Короче говоря, Тэст — это проекция молодости Валери, совершенный, законченнейший юноша, который, не осознав еще ни значений человеческих условностей, ни того, что только произвольное является истинной формой необходимости, отказывается от любой деятельности, даже художественной. Нужно понять, что отказ этот вызван не бессилием, но избытком сил.
«То, что они называют высшим существом, есть лишь существо, которое ошиблось. Чтобы ему изумляться, надобно его увидеть, — а чтобы его увидеть, нужно, чтобы оно показало себя. И оно показывает мне, что оно одержимо глупой манией своего имени. Так любой великий человек запятнан ошибкой.

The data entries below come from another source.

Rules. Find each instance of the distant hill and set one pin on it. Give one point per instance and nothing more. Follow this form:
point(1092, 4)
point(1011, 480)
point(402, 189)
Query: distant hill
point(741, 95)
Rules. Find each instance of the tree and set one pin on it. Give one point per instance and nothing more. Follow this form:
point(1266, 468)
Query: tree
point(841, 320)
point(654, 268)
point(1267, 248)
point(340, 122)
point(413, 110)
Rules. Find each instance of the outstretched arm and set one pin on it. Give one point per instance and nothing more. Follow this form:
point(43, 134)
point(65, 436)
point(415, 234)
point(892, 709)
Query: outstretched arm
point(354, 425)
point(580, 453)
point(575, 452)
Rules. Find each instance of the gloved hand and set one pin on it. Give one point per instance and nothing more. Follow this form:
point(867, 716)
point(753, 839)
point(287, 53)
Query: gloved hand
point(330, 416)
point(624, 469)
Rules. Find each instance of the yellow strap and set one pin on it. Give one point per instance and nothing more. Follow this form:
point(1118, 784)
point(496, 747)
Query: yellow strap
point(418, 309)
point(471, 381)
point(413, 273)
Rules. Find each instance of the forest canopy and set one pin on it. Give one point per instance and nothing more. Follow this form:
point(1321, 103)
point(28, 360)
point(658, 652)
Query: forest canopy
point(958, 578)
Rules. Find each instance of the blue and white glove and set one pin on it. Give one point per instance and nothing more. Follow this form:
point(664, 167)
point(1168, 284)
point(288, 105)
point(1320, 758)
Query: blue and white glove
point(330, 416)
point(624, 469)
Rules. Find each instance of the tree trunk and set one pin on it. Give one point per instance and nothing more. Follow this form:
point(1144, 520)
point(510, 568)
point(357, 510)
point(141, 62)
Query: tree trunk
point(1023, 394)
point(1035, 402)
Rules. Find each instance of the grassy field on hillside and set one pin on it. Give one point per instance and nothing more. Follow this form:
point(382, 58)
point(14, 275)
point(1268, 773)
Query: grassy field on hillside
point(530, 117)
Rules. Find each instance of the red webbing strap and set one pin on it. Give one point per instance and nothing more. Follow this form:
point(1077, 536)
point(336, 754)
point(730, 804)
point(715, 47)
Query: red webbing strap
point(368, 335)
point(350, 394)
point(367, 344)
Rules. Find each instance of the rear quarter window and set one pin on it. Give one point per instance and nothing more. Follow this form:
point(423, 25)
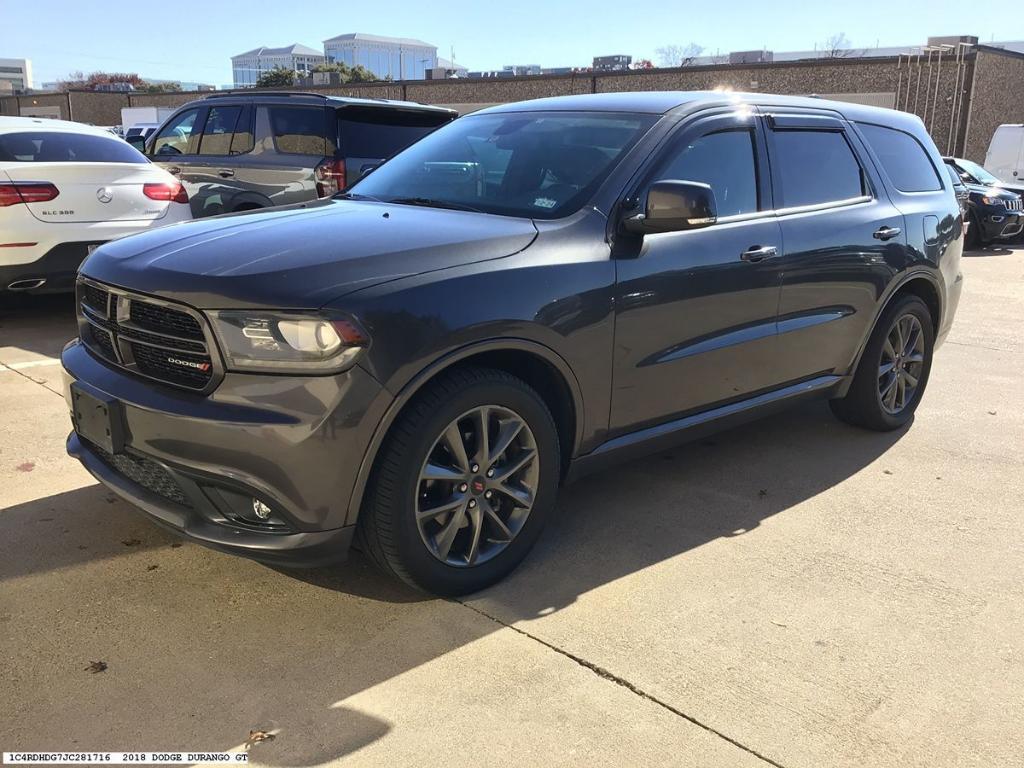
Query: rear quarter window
point(904, 160)
point(298, 130)
point(61, 146)
point(381, 133)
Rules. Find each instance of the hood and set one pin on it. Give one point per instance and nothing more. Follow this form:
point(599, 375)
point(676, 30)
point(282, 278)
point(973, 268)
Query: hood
point(302, 257)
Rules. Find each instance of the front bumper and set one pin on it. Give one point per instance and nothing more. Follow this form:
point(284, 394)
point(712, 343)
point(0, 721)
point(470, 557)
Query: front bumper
point(195, 463)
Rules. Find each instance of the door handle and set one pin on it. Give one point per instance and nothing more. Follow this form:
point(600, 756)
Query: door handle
point(759, 253)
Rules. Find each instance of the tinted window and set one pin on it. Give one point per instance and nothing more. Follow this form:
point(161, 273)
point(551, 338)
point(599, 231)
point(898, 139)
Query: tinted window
point(726, 161)
point(58, 146)
point(176, 136)
point(298, 130)
point(219, 130)
point(537, 165)
point(381, 133)
point(816, 167)
point(903, 158)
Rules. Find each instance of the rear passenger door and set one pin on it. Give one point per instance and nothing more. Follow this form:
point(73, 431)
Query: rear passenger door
point(843, 241)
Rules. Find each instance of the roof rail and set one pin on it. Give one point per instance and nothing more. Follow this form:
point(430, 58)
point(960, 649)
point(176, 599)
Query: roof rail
point(261, 92)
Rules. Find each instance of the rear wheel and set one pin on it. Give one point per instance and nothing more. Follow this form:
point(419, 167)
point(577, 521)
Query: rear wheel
point(893, 371)
point(464, 483)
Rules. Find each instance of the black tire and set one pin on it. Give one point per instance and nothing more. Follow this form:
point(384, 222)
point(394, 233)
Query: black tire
point(862, 404)
point(388, 531)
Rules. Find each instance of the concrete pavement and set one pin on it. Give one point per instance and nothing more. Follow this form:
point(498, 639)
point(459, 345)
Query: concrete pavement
point(792, 593)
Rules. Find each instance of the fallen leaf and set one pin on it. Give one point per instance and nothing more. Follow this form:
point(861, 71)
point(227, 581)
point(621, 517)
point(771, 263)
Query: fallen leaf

Каждый ум, считающийся могущественным, начинает с ошибки, которая делает его известным»[592].
И поскольку всякий великий человек лишь кажется таковым (ибо, будь он действительно великим, он постарался бы, чтобы мы о том не знали), Валери занимает мысль, что наиболее сильные умы должны оставаться в безвестности: ему нравится воображать жизнь гениального отшельника, отчасти похожую на ту, какую в эту пору ведет он сам, отчасти — на жизнь Декарта или Спинозы, еще не познавших славы.
Как описать господина Тэста? Самой замечательной его чертой является как раз то, что у него вообще нет черт. «Никто не обращает на него внимания. Разговаривая, он не делает никаких жестов, он не улыбается, не говорит ни «здравствуйте», ни «прощайте», он вычеркивает живые свои идеи и не удовлетворяется тем, что находит их… Трудно впитать в себя найденное». Идея — ничто, пока не станет плотью, привычкой. Что открыл господин Тэст? Необычайные методы, позволяющие достичь несколько большей точности мысли и построить словарь, из которого он изгнал множество слов, считая их смутными и неопределенными. Сам Тэст никогда не говорит ничего неясного; могущество его ума таково, что, если бы он того захотел, он был бы первым в любой области. Чтобы стать гением, признанным людьми, ему не хватает лишь слабости.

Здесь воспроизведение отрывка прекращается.